Amazon.co.jp: 私の死体を探してください。 : 星月渉: 本

 ここからはネタバレになりますが、ミステリー作品ですので、どんな作品か知りたいという方が読んでも本編の謎が特定されてしまうことに関しては書いていないつもりです。

 それでも、見たくないという方は戻ってくださいね。

 まず、とにかくドキドキがものすごかったです。

 読み進めていくうちにオリンピックでスケボーのベストトリックを見た解説さんみたいに「やーばー」と何度もうなり続けました。

 もう、続きが気になって仕方がなくて、読むのを止めることができないんです。

 時々入る麻美さんの過去小説で物語が切り替わるので、それがないと落ち着くこともできませんでした。

 自分はミステリージャンルに関して全く詳しくはないのだけど、物語の随所にちりばめられた麻美さんの仕掛けになるほどと頷いてばかりでした。

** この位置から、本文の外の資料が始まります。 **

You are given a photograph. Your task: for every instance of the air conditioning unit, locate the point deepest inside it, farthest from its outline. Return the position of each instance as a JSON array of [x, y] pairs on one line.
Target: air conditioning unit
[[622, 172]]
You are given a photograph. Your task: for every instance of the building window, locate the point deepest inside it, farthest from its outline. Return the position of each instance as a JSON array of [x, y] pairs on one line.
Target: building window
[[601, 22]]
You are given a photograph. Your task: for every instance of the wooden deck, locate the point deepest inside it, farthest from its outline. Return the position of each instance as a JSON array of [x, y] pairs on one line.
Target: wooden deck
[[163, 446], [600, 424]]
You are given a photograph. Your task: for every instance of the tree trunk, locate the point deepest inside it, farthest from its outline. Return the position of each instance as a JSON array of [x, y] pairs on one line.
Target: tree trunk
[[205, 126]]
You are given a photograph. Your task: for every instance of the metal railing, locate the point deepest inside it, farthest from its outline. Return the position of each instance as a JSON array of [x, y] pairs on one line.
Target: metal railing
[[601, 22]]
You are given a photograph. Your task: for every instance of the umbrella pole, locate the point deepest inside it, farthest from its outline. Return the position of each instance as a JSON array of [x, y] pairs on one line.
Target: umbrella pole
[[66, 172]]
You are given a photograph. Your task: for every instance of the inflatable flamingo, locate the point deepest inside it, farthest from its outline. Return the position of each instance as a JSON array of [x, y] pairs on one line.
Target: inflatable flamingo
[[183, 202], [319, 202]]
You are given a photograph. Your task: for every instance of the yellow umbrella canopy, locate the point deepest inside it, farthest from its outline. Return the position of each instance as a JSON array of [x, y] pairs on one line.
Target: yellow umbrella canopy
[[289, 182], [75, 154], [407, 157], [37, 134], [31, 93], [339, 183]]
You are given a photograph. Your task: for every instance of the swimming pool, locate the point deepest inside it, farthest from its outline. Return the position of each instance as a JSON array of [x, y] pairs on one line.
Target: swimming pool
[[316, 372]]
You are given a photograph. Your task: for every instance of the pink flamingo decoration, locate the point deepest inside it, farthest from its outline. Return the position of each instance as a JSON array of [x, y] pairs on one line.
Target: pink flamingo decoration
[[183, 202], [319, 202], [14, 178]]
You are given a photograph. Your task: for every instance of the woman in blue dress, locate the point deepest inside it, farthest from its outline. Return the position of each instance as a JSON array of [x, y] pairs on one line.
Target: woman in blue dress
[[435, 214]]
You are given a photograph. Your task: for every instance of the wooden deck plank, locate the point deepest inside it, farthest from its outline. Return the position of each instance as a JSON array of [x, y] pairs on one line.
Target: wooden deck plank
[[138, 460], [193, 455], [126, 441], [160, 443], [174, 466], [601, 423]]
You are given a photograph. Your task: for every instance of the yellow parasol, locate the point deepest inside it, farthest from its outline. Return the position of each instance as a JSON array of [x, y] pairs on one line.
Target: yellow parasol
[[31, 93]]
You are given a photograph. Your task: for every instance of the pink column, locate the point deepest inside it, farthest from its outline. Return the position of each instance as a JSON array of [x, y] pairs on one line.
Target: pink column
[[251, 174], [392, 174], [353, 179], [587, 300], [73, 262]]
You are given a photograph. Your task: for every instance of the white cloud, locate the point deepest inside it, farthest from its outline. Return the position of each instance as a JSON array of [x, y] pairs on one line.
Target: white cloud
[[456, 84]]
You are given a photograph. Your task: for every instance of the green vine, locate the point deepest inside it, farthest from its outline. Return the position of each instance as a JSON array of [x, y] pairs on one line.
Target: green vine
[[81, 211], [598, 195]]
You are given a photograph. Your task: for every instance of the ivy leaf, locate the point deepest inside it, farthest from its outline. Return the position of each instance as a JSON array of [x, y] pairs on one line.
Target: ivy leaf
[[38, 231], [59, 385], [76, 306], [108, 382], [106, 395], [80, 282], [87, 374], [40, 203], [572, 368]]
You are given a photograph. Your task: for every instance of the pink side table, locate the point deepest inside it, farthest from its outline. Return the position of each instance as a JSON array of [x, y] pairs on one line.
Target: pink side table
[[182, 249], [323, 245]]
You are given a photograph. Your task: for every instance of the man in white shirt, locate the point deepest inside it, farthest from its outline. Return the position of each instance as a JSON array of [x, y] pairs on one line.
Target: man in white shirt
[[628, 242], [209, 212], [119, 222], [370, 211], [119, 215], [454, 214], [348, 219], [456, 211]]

 私が一番感情移入しちゃったのは実は編集の池上さんです。

 頭はすごくよくて仕事ができそうなのに時々やらかしてしまうミスが最悪の方向に行ってしまうのが読んでてとてもかわいそうで……。

 しかもその細かいミスさえも池上さんが全面的に悪いとは言えないようなものばかりだから余計にキツイ感じで、思わず頑張ってと応援したくなったのです。

 登場人物の心理描写もすごくて、騙された方は騙されてなんかいませんよと言うよねという感じなんかも興味深く魅せられていきました。

 物語の最後は運命のレールは組まれてしまったのだけど、違う未来もあったんじゃないのかなと感じさせるラストで、私の心の中にこの物語が残り続けていくんだろうなという余韻を感じました。

 とにかくすごいからたくさんの人に読んでほしいです。